No Instagram, Gustavo Ramos, que tem 257 mil seguidores, se apresenta como “aposentado de opções binárias, um dos jovens mais bem sucedidos do Brasil, milionário aos 21 anos”. Morador de Palmas (TO), ele até mandou instalar outdoors na cidade, como mostrou o “Portal do Bitcoin”. Na rede social, Ramos vende a participação nas suas salas de negociação ao vivo pela plataforma IQ Options, e em lives admite usar contas de terceiros.

Em abril, a CVM já tinha soltado um alerta de atuação irregular da IQ Options no mercado de Forex (Foreign Exchange, de moedas internacionais), “Contracts for Difference” (CFD) e opções binárias.

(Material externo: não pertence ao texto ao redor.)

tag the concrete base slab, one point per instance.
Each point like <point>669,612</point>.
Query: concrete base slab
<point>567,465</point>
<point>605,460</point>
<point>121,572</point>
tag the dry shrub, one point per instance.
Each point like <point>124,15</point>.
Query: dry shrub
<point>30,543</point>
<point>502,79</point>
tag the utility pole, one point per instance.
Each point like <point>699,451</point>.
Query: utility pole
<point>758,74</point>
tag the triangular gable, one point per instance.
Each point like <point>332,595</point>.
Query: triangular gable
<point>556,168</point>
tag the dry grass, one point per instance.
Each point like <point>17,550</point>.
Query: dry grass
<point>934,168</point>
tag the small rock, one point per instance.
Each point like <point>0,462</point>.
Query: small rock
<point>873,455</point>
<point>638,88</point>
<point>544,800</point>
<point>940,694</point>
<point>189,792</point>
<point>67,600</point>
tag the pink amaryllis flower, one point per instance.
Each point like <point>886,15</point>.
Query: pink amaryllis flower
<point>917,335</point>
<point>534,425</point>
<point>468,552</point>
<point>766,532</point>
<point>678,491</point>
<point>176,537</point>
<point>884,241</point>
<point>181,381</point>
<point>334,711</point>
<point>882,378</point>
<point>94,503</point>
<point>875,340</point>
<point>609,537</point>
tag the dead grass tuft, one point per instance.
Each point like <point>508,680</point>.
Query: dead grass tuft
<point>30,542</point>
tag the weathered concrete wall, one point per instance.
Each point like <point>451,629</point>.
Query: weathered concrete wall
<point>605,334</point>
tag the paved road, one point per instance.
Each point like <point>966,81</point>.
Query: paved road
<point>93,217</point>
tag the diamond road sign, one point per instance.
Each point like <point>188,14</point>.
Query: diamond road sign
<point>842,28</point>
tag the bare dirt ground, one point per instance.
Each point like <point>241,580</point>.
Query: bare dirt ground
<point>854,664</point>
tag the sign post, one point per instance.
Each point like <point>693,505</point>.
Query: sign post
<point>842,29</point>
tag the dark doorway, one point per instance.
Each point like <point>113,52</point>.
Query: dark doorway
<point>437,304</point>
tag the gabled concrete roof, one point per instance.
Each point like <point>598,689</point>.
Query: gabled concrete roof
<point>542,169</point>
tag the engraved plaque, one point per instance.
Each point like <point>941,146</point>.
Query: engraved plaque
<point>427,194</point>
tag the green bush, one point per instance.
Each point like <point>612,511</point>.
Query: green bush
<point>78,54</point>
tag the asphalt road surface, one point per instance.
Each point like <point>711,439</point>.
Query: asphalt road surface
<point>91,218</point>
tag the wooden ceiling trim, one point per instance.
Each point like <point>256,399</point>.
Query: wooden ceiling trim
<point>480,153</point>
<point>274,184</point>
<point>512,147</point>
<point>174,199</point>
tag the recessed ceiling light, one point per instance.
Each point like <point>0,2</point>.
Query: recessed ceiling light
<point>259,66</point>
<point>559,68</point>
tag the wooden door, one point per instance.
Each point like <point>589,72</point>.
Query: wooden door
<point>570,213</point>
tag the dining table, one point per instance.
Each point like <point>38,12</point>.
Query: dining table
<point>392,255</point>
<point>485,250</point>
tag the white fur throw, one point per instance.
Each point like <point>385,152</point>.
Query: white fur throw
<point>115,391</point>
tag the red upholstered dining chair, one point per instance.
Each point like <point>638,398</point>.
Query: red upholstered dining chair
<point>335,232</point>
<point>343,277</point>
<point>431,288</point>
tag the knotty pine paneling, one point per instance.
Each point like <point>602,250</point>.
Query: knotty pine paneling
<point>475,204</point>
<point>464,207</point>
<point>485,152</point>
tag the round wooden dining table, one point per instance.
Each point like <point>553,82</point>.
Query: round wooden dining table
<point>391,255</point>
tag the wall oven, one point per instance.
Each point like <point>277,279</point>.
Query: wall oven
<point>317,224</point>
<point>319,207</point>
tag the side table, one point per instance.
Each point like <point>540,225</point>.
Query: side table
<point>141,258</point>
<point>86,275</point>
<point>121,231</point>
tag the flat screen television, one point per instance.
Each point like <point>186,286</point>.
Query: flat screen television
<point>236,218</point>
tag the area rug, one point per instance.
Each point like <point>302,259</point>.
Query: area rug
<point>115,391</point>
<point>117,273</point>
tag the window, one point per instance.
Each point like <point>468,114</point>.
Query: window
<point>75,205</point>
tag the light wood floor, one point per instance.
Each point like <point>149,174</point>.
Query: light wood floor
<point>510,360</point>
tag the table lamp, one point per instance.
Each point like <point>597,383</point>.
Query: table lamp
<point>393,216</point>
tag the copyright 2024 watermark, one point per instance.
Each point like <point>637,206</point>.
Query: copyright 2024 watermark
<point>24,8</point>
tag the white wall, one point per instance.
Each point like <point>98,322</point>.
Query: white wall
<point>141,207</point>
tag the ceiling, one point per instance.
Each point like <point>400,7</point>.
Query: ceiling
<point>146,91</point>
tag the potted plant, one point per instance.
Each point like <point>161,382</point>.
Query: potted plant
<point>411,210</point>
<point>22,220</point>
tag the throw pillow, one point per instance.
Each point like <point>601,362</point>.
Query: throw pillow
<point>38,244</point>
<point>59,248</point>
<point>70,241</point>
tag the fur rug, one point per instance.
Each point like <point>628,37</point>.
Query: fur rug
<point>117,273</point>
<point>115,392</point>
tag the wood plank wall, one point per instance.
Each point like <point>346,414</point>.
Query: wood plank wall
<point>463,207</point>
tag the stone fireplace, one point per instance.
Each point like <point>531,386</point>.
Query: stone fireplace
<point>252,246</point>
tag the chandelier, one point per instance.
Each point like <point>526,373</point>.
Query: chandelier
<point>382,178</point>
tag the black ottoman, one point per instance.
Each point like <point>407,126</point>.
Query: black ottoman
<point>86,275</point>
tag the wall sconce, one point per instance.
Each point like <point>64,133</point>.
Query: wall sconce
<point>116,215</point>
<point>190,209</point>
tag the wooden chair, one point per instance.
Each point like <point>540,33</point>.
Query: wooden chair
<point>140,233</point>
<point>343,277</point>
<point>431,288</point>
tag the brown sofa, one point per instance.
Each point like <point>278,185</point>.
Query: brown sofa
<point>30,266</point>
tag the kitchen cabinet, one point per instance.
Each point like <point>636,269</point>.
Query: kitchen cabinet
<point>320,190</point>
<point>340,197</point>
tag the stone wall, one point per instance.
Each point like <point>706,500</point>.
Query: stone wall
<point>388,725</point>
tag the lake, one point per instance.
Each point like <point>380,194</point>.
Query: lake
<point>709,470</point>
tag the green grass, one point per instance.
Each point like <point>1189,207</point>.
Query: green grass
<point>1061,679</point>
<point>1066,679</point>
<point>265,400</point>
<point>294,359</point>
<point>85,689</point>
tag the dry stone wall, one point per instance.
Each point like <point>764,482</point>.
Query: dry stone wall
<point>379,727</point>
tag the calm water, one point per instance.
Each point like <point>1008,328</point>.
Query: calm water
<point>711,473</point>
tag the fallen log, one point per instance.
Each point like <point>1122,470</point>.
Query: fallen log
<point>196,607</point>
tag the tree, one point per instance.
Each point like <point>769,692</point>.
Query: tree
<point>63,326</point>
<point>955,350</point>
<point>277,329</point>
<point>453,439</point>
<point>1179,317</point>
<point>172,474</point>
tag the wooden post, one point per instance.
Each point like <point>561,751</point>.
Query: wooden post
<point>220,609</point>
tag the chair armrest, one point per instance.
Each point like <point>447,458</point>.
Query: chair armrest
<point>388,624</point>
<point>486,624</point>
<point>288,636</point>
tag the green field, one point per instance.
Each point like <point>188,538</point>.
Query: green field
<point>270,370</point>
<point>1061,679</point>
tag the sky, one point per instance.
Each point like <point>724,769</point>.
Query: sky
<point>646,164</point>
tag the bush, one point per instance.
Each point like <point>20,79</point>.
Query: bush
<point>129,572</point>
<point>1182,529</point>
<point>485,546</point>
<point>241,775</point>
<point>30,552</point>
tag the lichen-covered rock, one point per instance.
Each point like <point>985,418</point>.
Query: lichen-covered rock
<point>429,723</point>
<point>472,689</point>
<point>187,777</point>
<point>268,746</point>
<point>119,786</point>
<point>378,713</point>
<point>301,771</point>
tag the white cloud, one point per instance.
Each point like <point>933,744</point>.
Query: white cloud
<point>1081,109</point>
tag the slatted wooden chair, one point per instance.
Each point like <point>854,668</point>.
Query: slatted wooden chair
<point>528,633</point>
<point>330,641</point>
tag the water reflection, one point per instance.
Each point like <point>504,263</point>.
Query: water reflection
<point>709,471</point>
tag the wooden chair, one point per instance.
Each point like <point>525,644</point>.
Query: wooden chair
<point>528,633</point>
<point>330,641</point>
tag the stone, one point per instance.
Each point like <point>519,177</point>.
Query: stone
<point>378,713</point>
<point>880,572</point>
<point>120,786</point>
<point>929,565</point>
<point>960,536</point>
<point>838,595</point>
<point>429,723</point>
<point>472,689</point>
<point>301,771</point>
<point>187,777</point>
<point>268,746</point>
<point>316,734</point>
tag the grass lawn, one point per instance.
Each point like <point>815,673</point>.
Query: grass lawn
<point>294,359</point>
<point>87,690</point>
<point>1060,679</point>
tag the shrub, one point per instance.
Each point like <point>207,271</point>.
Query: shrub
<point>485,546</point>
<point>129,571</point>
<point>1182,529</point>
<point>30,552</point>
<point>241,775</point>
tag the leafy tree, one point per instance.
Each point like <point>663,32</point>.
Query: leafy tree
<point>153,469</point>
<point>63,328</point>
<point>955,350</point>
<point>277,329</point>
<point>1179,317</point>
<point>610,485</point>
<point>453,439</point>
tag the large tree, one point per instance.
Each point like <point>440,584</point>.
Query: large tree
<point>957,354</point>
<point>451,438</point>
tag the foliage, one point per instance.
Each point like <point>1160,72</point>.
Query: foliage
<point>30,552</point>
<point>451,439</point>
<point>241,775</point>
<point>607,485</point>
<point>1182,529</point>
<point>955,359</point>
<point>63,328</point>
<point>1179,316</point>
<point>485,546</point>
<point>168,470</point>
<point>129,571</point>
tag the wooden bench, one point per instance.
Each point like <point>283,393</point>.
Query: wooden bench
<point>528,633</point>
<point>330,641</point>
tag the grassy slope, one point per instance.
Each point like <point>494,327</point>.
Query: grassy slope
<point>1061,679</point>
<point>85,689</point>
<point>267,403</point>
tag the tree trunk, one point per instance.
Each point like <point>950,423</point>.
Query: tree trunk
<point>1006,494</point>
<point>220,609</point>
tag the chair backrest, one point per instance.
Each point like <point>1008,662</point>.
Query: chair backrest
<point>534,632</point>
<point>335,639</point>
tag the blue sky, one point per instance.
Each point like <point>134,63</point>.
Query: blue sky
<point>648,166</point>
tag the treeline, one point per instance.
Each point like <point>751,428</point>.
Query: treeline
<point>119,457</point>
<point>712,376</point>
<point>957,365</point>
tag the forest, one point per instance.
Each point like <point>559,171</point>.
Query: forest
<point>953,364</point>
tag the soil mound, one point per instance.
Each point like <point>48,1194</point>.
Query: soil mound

Baseada no Chipre, a empresa passou a incluir no seu site um aviso legal, afirmando que fornece seus serviços exclusivamente onde é licenciada e que não está autorizada pelo regulador brasileiro a fazer a distribuição de valores mobiliários a investidores domiciliados no país.

No site “Se Liga na Fraude”, iniciativa conjunta da CVM e da Anbima, a seção mais visitada é a relativa ao top 5 “Esquemas”, que lista os golpes mais comuns: pirâmide financeira, marketing multinível, Forex, operações de criptoativos e falsos profissionais.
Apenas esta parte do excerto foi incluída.